I know what it is to feel love, especially when coupled with attachment, intimacy, or limerence, but how does one truly extend love to another? Is love best shown through patience and acceptance, or is that not it? I have found many ways to express love to Devin, but how do I best love those with whom I do not have an emotional connection? Is it something that radiates when one connects with Love?

I keep thinking back to the scene in Donnie Darko in which Kitty Farmer draws a continuum of “fear” and “love” on the chalkboard, explaining that all actions are a product of either fear or love. Donnie responds:

Life isn’t that simple. I mean who cares if Ling Ling returns the wallet and keeps the money? It has nothing to do with either fear or love.
Kitty Farmer: Fear and love are the deepest of human emotions.
Donnie: Okay. But you’re not listening to me. There are other things that need to be taken into account here. Like the whole spectrum of human emotion. You can’t just lump everything into these two categories and then just deny everything else!

Recently, I feel like I’ve been sucked into this false dichotomy full force, and believe me, I agree with Donnie, it is a false dichotomy. However, as I started to contemplate in my previous entry, I have been faced with fear and love equally lately. I don’t want to be ashamed of my fears so I can better work through them. I want love to be the motivation for my actions and how I treat myself and others. I’m not sure if or how these emotions interact within me, but I think my awareness of them is deeper than coincidence. Still, I doubt that if I face my fear of falling down an eroded hill, I will be able to better extend love to Devin’s sister or a stranger. I may be able to better extend love to myself, but it would be a conditional love.

A few days ago, Devin and I cuddled in the rose garden at Julia Davis Park and talked about what we want to be when we grow up. Neither of us could pinpoint a particular occupation, but I realized in the past two years, my life goals have become much more practical. I want to continue to love life and strive to understand how I connect with the everything that moves around me, but part of me wants to do this “settled down.” It’s not that it is exhausting to be a sex radical or just radical in general all the time, but I know that it is possible to build a stationary life and make it radical.
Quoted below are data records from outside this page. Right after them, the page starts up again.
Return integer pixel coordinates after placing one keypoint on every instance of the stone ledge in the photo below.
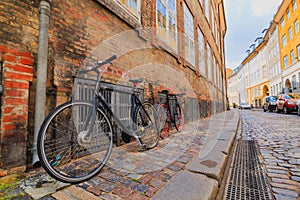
(187, 185)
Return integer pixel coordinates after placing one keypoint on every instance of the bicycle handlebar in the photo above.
(99, 64)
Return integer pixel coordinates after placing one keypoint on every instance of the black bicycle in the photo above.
(170, 113)
(76, 138)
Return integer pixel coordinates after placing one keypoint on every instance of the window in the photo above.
(132, 5)
(189, 35)
(285, 61)
(201, 52)
(283, 40)
(292, 57)
(290, 33)
(209, 61)
(212, 21)
(206, 4)
(296, 26)
(282, 22)
(294, 84)
(167, 22)
(264, 71)
(280, 88)
(294, 5)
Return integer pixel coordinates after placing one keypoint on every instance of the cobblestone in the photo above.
(134, 174)
(279, 144)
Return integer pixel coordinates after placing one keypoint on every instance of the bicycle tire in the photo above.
(146, 120)
(164, 120)
(64, 151)
(178, 118)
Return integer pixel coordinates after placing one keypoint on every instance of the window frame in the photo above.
(282, 22)
(166, 33)
(296, 26)
(131, 10)
(294, 5)
(292, 55)
(290, 32)
(285, 61)
(283, 40)
(189, 35)
(201, 44)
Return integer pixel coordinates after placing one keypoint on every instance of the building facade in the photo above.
(185, 36)
(272, 64)
(287, 18)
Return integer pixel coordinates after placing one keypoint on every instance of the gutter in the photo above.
(40, 99)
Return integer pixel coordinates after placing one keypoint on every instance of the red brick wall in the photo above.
(76, 28)
(17, 76)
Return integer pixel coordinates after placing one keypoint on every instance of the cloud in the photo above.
(263, 8)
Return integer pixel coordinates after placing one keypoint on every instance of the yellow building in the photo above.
(287, 18)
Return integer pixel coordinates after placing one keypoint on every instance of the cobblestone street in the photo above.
(278, 138)
(134, 174)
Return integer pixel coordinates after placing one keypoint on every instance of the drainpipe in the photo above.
(40, 100)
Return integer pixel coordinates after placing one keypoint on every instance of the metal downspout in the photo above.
(40, 99)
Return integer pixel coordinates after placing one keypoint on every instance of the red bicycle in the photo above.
(170, 113)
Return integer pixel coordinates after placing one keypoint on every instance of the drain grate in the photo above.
(246, 177)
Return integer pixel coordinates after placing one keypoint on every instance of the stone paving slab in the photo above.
(188, 185)
(278, 138)
(134, 174)
(212, 165)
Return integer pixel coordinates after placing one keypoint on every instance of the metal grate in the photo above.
(246, 177)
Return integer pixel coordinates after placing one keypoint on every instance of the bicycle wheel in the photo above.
(164, 120)
(66, 151)
(178, 118)
(146, 120)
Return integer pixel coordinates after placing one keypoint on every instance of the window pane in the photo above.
(172, 5)
(285, 61)
(201, 52)
(282, 22)
(290, 33)
(296, 26)
(132, 4)
(189, 35)
(292, 56)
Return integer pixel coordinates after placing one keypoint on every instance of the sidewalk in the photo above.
(186, 165)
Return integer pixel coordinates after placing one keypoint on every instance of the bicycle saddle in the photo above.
(136, 80)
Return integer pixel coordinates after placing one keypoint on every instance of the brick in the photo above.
(17, 85)
(26, 61)
(122, 191)
(20, 68)
(151, 191)
(15, 118)
(20, 53)
(8, 127)
(8, 109)
(95, 190)
(137, 196)
(15, 93)
(3, 172)
(17, 76)
(9, 58)
(16, 101)
(3, 49)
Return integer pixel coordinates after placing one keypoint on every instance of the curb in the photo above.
(202, 177)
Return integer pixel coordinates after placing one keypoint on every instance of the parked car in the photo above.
(269, 103)
(286, 104)
(243, 106)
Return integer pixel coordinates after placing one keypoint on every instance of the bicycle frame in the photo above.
(100, 102)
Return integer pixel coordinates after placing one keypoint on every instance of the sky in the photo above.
(246, 19)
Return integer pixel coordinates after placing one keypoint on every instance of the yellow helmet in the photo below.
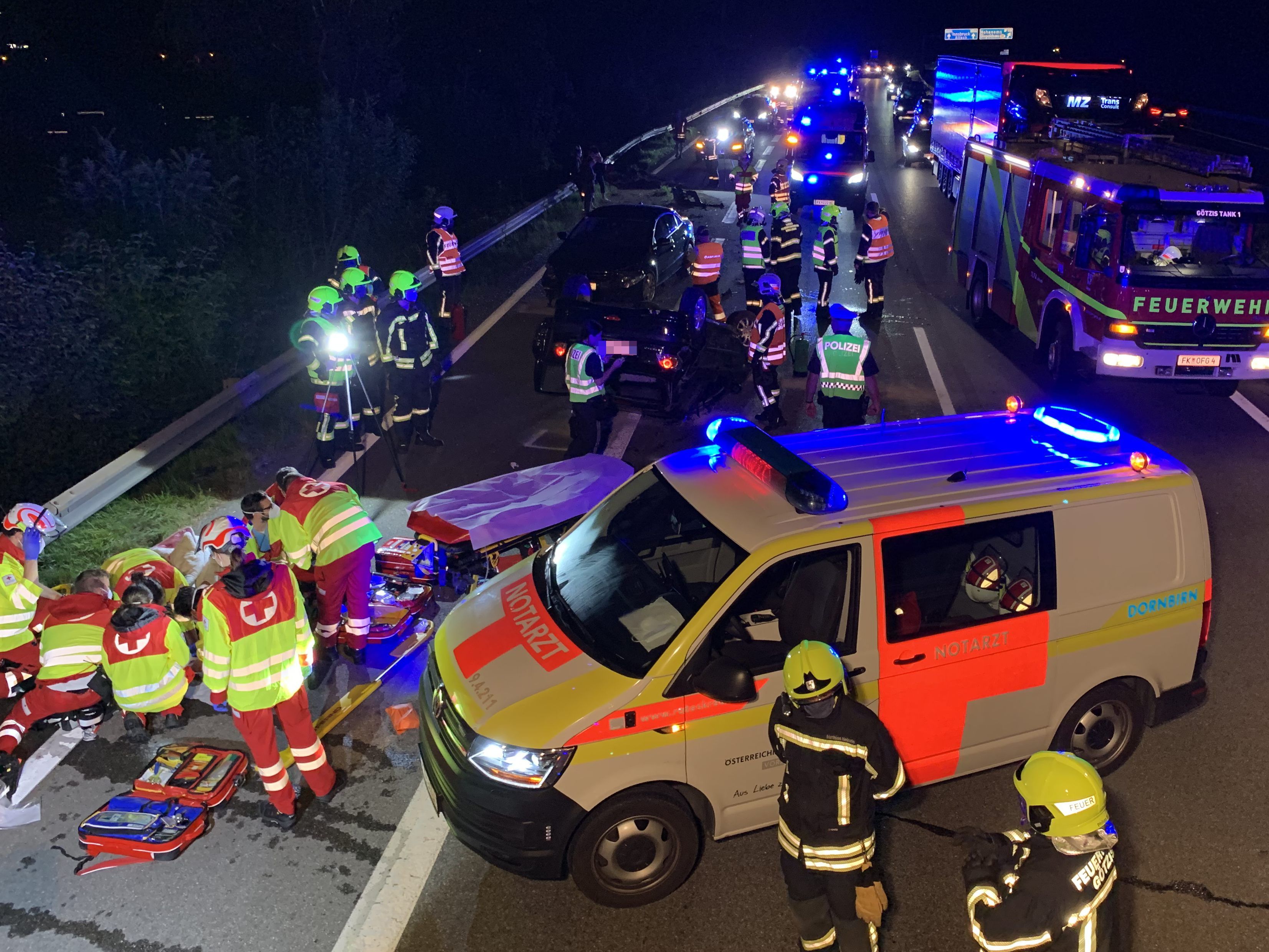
(1061, 794)
(813, 671)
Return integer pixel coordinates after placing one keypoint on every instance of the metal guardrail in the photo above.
(122, 474)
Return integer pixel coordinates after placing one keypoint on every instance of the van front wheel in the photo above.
(1103, 728)
(635, 850)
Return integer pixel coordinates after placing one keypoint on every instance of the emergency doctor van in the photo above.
(995, 584)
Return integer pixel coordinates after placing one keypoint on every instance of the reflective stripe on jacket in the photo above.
(325, 520)
(842, 365)
(767, 338)
(256, 648)
(145, 657)
(18, 597)
(706, 262)
(582, 385)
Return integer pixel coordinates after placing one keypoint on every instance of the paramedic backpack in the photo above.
(168, 808)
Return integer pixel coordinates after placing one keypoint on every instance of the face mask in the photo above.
(818, 710)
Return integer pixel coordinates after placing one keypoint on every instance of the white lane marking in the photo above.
(1251, 409)
(623, 428)
(345, 463)
(386, 904)
(936, 375)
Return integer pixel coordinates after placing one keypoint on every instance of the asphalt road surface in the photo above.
(1190, 805)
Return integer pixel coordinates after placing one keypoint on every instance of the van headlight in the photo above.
(518, 767)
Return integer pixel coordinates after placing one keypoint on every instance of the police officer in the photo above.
(325, 340)
(446, 261)
(824, 253)
(755, 249)
(360, 309)
(767, 351)
(745, 175)
(787, 256)
(875, 249)
(409, 344)
(587, 377)
(843, 372)
(705, 263)
(1051, 884)
(839, 760)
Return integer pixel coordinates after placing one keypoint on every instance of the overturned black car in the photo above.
(663, 348)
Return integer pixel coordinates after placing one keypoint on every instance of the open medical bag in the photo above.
(168, 808)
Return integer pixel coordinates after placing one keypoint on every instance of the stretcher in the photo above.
(473, 532)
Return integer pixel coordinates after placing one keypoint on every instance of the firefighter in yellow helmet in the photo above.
(839, 761)
(1049, 885)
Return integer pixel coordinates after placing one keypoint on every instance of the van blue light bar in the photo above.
(808, 491)
(1077, 425)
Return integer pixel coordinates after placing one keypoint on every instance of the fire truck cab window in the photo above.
(1051, 223)
(951, 579)
(1070, 228)
(1097, 239)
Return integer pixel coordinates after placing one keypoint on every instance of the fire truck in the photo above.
(1117, 254)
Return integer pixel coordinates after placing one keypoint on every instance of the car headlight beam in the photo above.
(518, 767)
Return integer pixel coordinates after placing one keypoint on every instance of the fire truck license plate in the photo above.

I’ve grown to value raising kids, and my previous reasons for not wanting them more accurately reflect internalized misogyny than feminism.

But I’m not making any plans. I’ve been skipping around town with “Que Sera, Sera” scrolling through my brain, and I feel like, for the first time possibly ever, I’m becoming genuinely okay with whatever will be, will be. The last time I felt this awake I was eighteen. The hurdle is always believing that I am okay, that what happens in my life can be made into something thrilling, that I can love myself (whatever that means).

…part of what I don’t like about Eckhart Tolle is that he talks in abstract new age buzzwords. When I re-read this entry, I see so many of them. As a writer, this is displeasing. I intend to transcend abstract new age buzzwords… but I guess I ought to accept them when they are unavoidable.

I’ve been trying to write more, and I think that keeping this blog will be a good practice.